After the failed predictions over the past couple of years about a fall in property prices, you are more likely to witness the prophesied Second Coming before the promised correction.

After the failed predictions over the past couple of years about a fall in property prices, you are more likely to witness the prophesied Second Coming before the promised correction. So what should cash-conscious buyers do? Wait endlessly in the hope that realty prices falter or take the bait of glossy schemes offered by developers? While most such offers for new houses seem tempting, you won't derive any real benefit. 

Fortunately, there is a third option: cheaper flats in the resale market. No, these aren't old, mouldy apartments in decades-old projects. Quite a few of these houses have not even been lived in, but you can still get them at a discount to similar houses within the same project or vicinity. If you're wondering why resale flats are cheaper than the new ones being offered by the developer, it can be due to various reasons. One of them is that these houses have been snapped up by buyers and investors during the pre-launch phase with the intention of selling them after about three years to earn a profit. At this stage, they were only required to make the down payment.
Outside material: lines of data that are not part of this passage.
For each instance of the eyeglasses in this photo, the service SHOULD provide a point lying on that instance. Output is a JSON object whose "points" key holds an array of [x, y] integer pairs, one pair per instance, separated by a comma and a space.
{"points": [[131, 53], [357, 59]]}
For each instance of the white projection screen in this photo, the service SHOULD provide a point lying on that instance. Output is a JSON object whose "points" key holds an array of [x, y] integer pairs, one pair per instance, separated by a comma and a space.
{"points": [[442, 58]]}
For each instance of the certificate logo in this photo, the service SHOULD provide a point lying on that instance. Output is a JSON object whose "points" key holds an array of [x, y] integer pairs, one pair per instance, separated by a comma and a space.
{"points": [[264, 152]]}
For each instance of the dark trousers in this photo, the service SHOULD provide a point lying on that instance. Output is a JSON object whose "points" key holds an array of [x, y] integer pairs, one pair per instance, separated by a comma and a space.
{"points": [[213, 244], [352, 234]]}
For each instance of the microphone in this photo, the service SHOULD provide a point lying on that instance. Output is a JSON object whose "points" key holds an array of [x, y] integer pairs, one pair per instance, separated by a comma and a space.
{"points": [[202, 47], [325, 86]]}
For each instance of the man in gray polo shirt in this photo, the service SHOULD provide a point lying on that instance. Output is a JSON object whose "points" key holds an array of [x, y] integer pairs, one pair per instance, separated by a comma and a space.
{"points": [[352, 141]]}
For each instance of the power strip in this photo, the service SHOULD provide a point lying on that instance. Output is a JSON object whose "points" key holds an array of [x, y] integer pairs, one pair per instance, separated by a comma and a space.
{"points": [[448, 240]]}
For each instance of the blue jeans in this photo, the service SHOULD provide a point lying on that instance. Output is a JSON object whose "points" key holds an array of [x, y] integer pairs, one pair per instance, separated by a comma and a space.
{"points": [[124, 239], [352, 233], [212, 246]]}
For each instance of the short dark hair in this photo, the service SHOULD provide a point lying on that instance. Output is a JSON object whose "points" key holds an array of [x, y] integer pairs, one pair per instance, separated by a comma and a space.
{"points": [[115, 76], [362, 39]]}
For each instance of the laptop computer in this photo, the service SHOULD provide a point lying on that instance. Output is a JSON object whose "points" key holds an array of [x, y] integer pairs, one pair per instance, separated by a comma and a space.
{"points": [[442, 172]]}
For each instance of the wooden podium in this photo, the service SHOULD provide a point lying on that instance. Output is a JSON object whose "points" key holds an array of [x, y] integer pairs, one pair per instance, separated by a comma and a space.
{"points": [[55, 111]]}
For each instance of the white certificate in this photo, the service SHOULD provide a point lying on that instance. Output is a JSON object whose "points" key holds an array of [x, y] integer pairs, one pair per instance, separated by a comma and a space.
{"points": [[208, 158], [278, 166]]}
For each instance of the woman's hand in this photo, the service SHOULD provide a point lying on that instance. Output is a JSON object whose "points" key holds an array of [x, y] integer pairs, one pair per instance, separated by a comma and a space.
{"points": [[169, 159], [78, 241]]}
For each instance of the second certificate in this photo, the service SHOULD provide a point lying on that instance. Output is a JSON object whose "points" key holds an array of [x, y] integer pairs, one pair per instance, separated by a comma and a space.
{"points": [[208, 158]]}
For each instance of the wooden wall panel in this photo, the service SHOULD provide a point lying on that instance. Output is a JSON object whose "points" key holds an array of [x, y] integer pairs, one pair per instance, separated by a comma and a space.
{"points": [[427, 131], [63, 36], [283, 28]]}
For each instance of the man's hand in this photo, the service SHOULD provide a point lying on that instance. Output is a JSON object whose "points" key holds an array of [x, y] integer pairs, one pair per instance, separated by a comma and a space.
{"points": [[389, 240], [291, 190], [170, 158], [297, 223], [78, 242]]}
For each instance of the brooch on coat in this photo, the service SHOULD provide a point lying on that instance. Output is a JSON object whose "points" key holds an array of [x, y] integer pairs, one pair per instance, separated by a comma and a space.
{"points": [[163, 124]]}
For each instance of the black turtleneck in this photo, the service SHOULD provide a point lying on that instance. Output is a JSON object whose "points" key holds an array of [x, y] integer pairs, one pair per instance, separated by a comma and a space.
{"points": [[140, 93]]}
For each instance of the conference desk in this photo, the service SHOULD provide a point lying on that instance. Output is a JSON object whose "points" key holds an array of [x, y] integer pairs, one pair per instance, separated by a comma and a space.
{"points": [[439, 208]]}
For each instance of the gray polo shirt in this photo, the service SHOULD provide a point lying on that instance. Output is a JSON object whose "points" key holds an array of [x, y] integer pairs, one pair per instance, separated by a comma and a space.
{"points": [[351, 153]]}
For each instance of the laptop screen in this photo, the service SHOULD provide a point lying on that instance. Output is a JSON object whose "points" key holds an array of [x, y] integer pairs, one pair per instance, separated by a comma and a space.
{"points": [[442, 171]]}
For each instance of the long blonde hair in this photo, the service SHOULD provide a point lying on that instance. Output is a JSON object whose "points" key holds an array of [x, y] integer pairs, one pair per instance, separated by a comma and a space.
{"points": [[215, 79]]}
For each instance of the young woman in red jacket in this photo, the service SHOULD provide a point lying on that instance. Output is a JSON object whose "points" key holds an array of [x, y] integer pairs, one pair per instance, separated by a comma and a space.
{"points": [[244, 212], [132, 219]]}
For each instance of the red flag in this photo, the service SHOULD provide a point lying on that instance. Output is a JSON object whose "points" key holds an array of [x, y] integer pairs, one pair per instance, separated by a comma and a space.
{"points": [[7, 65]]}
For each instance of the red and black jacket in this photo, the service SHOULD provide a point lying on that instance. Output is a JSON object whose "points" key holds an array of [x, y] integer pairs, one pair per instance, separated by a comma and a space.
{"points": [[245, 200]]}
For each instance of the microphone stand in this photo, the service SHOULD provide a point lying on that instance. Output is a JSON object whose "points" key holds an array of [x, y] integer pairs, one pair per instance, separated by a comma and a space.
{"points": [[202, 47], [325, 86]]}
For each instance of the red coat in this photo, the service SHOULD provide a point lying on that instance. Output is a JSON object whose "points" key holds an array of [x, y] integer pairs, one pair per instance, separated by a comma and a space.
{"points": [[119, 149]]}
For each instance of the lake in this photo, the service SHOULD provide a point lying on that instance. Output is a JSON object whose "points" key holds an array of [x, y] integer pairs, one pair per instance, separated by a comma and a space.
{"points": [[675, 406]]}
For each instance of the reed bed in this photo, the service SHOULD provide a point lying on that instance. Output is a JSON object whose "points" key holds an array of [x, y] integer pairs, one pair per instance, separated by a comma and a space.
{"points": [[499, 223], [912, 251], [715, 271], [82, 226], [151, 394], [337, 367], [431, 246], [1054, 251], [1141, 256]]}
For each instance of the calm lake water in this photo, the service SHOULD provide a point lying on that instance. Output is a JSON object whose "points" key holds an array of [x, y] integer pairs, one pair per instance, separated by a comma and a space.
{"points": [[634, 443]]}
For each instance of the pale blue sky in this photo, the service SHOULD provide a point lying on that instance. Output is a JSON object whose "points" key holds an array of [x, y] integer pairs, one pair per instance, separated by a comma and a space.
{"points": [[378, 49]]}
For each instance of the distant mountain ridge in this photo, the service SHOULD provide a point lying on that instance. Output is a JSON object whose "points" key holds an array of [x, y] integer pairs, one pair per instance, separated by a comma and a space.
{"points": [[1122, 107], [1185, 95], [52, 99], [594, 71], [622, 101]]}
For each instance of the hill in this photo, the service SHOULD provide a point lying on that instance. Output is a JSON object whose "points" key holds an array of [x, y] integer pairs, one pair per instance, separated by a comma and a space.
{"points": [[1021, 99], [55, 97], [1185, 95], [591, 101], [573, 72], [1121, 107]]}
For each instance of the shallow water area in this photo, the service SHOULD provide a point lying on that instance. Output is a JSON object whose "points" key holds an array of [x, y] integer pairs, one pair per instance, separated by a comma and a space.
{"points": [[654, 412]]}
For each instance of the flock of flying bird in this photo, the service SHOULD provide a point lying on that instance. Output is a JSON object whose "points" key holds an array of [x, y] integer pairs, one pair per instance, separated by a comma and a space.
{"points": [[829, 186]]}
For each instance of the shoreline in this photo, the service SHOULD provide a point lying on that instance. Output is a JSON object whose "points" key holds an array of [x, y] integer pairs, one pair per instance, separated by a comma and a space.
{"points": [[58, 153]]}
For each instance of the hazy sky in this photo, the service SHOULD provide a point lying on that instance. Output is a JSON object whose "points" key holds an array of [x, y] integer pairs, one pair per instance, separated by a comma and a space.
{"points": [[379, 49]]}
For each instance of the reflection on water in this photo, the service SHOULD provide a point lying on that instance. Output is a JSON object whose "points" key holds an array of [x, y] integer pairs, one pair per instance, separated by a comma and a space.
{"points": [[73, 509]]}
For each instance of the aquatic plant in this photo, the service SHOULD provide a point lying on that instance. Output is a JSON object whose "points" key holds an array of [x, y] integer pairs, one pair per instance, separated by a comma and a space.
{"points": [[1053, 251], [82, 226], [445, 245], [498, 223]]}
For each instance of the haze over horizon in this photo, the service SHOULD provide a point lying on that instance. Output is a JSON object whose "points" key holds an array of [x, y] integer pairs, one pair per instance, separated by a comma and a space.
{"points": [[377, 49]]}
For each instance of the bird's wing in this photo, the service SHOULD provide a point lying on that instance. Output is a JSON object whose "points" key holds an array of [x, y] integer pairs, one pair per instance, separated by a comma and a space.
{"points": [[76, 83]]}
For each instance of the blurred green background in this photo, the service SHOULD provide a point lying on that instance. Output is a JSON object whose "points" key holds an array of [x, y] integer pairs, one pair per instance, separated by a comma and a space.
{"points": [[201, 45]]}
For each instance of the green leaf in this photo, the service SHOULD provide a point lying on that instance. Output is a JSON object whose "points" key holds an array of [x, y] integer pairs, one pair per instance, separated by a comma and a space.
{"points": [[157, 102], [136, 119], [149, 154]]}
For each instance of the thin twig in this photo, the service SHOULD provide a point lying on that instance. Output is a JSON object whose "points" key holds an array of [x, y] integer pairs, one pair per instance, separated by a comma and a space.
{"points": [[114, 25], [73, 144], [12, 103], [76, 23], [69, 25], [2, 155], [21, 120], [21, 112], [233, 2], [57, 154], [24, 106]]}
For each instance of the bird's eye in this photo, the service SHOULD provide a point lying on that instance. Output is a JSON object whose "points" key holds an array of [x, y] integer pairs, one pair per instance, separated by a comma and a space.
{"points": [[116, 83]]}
"Many investors book a property at the initial stage just to make a small profit. If they want to make a quick exit, they will price it cheaper than the one offered by the developer, for a faster sale," says Yashwant Dalal, president of the Estate Agents Association of India, an apex body of real estate developers.

Another reason is that a lot of investors who book flats during soft launches are offered heavy discounts by builders. "To get funding before construction commences, builders offer investors at least a 20% discount to the prevailing market rate," adds Dalal.

So, even if such investors sell the flats at a price lower than the one offered by the construction company, they make a hefty profit. While individual buyers readily make the down payment, a few find out that their finances are strained when they have to start paying the home loan EMIs after the construction is complete, especially if they are also paying a rent. In some cases, they find another project that is more to their liking. Obviously, in either situation, the only option is for them to sell the current house as quickly as possible to repay the home loan, even if it means earning a smaller profit than the one they had hoped for.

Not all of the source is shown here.